Amadores de Cristo

ACTO DE DESAGRAVIO AL SAGRADO CORAZÓN DE JESÚS

¡Oh, Corazón clementísimo de Jesús: divino propiciatorio por el cual el Eterno Padre prometió a santa Margarita María que oiría siempre sus oraciones! Yo me uno con Vos para ofrecer a vuestro Eterno Padre este mi pobre y mezquino corazón, contrito y humillado en su divino acatamiento, y deseoso de reparar cumplidamente todas las ofensas, en especial las que Vos recibís de continuo en la Eucaristía, y señaladamente las que yo por mi desgracia he cometido. Quisiera, divino Corazón, lavar con lágrimas y borrar con sangre de mis venas las ingratitudes con que todos hemos pagado vuestro tierno amor. Junto mi dolor, aunque tan leve, con aquella angustia mortal que os hizo en el huerto sudar sangre a la sola memoria de nuestros pecados. Ofrecédselo, Señor Jesucristo, a vuestro Eterno Padre, unido con vuestro amabilísimo Corazón. Dadle infinitas gracias por los grandes beneficios que nos hace continuamente, y supla vuestro amor nuestra ingratitud y olvido. Concededme la gracia de presentarme siempre con gran veneración ante el acatamiento de vuestra divina Majestad, para resarcir, de algún modo, las irreverencias y ultrajes que en vuestra presencia me atreví a cometer, y que de hoy en adelante me ocupe con solicitud en atraer, con palabras y ejemplos, muchas almas a que os conozcan, os amen y gocen de las delicias de vuestro Corazón.

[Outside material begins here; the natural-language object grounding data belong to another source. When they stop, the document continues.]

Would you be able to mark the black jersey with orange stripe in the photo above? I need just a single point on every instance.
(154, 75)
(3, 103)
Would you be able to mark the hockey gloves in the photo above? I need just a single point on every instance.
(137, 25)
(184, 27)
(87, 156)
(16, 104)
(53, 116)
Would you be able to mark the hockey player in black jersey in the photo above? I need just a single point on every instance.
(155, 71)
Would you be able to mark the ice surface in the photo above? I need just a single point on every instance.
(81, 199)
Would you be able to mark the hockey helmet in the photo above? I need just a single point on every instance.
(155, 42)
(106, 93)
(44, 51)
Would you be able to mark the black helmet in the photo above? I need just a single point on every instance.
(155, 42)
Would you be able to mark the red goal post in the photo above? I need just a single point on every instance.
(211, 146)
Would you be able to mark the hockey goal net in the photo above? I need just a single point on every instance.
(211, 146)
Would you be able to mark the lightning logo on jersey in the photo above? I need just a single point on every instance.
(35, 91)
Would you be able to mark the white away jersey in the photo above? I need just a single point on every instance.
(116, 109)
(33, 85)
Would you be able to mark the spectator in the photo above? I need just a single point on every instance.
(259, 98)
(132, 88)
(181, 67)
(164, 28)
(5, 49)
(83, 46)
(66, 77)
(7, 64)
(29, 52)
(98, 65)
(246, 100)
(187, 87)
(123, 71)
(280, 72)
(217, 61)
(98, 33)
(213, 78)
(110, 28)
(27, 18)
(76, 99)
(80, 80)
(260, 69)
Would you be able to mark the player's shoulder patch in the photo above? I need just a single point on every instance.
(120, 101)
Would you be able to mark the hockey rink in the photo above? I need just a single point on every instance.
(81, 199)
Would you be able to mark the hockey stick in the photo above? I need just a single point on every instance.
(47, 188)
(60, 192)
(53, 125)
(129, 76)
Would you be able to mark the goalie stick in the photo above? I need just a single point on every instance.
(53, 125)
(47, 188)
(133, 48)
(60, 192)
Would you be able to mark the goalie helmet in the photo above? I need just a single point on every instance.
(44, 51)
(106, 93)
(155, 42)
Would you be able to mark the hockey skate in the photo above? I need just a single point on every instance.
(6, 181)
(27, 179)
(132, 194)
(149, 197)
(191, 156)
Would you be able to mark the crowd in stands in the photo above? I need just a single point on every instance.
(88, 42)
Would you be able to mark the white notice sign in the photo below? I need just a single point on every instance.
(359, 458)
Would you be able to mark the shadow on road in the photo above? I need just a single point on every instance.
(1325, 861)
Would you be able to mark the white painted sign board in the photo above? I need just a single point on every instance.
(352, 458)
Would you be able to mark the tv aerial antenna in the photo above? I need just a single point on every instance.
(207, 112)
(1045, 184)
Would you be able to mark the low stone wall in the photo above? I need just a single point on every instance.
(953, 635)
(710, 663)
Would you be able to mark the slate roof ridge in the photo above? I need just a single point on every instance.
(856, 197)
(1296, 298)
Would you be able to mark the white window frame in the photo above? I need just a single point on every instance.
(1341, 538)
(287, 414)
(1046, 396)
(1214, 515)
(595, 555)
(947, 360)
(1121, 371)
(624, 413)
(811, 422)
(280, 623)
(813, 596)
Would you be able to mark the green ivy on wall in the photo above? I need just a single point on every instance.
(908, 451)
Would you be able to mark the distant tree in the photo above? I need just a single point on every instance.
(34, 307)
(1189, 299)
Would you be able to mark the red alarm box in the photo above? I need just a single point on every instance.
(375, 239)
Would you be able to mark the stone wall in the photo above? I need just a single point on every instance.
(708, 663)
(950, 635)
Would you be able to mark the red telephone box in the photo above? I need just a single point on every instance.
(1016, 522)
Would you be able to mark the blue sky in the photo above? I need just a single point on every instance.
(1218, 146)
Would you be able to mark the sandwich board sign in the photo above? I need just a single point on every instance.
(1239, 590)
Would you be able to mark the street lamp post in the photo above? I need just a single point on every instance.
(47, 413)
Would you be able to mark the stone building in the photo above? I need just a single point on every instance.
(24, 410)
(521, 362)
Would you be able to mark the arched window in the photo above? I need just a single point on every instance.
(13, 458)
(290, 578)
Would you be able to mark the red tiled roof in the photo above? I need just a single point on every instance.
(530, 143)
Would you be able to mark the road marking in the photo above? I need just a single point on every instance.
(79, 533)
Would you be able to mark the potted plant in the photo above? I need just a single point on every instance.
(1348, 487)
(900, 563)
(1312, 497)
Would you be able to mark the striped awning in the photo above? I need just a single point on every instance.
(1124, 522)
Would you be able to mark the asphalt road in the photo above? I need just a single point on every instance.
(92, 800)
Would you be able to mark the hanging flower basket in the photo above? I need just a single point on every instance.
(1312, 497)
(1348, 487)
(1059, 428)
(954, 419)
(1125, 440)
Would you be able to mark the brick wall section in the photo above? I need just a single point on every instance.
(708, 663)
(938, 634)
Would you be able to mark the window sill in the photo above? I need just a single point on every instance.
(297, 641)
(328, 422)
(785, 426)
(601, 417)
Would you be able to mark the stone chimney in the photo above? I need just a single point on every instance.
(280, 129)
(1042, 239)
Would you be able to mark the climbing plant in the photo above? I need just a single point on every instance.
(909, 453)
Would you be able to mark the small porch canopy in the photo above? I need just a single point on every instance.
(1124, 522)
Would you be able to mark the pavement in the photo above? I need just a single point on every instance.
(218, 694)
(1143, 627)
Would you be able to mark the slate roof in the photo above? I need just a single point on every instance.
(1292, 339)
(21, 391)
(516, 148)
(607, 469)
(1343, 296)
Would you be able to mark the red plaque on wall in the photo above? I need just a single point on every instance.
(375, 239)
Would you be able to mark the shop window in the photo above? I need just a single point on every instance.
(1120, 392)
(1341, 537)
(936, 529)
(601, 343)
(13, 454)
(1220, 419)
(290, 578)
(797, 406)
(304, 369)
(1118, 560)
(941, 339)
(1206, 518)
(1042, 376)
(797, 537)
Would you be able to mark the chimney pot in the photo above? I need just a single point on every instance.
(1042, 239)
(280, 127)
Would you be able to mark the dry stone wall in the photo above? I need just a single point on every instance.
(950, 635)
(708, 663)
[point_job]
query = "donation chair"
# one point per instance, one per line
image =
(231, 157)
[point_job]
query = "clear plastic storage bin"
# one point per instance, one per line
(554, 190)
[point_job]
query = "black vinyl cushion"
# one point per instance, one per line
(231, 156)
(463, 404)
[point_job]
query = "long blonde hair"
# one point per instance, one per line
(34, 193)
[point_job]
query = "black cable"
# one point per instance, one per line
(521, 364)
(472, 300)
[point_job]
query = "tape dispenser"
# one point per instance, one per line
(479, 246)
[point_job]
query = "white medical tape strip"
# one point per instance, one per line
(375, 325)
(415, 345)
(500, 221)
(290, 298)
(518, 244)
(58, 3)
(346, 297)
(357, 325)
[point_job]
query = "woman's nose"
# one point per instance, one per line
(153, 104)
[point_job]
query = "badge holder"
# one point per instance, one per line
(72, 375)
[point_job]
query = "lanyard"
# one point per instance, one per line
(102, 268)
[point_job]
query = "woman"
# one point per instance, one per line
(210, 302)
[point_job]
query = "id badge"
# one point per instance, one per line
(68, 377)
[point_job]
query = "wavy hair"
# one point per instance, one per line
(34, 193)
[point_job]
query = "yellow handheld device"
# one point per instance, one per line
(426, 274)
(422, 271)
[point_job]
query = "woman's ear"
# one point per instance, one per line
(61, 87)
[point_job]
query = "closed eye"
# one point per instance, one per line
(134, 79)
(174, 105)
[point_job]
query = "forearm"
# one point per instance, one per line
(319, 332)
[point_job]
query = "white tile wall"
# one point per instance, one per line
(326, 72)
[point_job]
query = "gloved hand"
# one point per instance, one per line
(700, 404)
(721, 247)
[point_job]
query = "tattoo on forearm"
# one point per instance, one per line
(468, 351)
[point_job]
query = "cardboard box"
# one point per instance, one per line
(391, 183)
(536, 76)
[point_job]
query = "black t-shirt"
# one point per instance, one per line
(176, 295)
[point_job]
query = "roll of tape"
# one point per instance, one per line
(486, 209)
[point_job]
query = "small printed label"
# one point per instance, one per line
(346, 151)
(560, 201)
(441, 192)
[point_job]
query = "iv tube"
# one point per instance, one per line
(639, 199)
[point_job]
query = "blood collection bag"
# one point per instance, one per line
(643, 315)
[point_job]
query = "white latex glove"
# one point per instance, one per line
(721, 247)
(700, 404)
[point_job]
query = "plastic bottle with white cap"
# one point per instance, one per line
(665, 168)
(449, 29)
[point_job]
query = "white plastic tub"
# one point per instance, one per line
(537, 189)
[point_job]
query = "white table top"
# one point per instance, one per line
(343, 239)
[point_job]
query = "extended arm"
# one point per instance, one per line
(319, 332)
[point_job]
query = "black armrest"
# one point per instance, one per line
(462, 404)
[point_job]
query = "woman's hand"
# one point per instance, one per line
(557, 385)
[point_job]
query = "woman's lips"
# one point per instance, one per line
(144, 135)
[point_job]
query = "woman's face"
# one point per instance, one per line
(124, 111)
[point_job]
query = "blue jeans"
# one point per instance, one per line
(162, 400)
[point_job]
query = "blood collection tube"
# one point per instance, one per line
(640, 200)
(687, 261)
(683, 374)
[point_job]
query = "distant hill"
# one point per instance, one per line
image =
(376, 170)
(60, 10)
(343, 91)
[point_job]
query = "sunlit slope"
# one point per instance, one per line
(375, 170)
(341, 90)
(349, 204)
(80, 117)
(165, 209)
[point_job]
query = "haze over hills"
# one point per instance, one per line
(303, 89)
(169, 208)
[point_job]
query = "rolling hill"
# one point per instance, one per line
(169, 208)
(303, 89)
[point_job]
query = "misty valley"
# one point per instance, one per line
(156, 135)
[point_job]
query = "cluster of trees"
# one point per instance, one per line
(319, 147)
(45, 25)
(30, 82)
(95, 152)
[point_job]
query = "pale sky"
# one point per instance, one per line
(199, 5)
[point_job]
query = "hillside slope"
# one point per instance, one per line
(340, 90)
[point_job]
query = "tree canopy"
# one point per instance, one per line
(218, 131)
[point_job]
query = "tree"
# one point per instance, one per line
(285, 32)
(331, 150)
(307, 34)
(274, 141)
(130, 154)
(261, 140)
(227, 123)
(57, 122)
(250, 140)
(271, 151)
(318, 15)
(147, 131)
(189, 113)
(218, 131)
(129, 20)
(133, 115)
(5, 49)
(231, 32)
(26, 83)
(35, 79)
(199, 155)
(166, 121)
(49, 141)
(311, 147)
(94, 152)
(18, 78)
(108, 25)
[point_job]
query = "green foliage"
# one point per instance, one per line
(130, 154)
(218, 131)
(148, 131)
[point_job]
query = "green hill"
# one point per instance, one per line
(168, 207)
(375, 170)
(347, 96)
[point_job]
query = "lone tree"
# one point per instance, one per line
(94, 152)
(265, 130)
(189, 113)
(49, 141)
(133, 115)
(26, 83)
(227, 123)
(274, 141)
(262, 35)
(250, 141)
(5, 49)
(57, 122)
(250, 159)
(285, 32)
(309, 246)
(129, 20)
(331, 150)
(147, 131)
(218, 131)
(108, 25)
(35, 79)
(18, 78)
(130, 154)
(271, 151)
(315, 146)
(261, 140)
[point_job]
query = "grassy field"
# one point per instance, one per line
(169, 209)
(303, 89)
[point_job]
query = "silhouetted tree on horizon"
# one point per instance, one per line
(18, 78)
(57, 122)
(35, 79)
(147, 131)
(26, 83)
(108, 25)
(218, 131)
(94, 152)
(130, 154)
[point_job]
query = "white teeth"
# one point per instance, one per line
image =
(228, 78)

Desde este momento me ofrezco y dedico del todo a dilatar la gloria de este sacratísimo y dulcísimo Corazón. Lo elijo por blanco de todos mis afectos y deseos, y desde ahora para siempre constituyo en él mi perpetua morada, reconociéndole, adorándole y amándole con todas mis potencias, como que es el Corazón de mi amabilísimo Jesús, de mi Rey y soberano Dueño, Esposo de mi alma, Pastor y Maestro, verdadero Amigo, amoroso Padre, Guía segura, firmísimo amparo y bienaventuranza. Amen.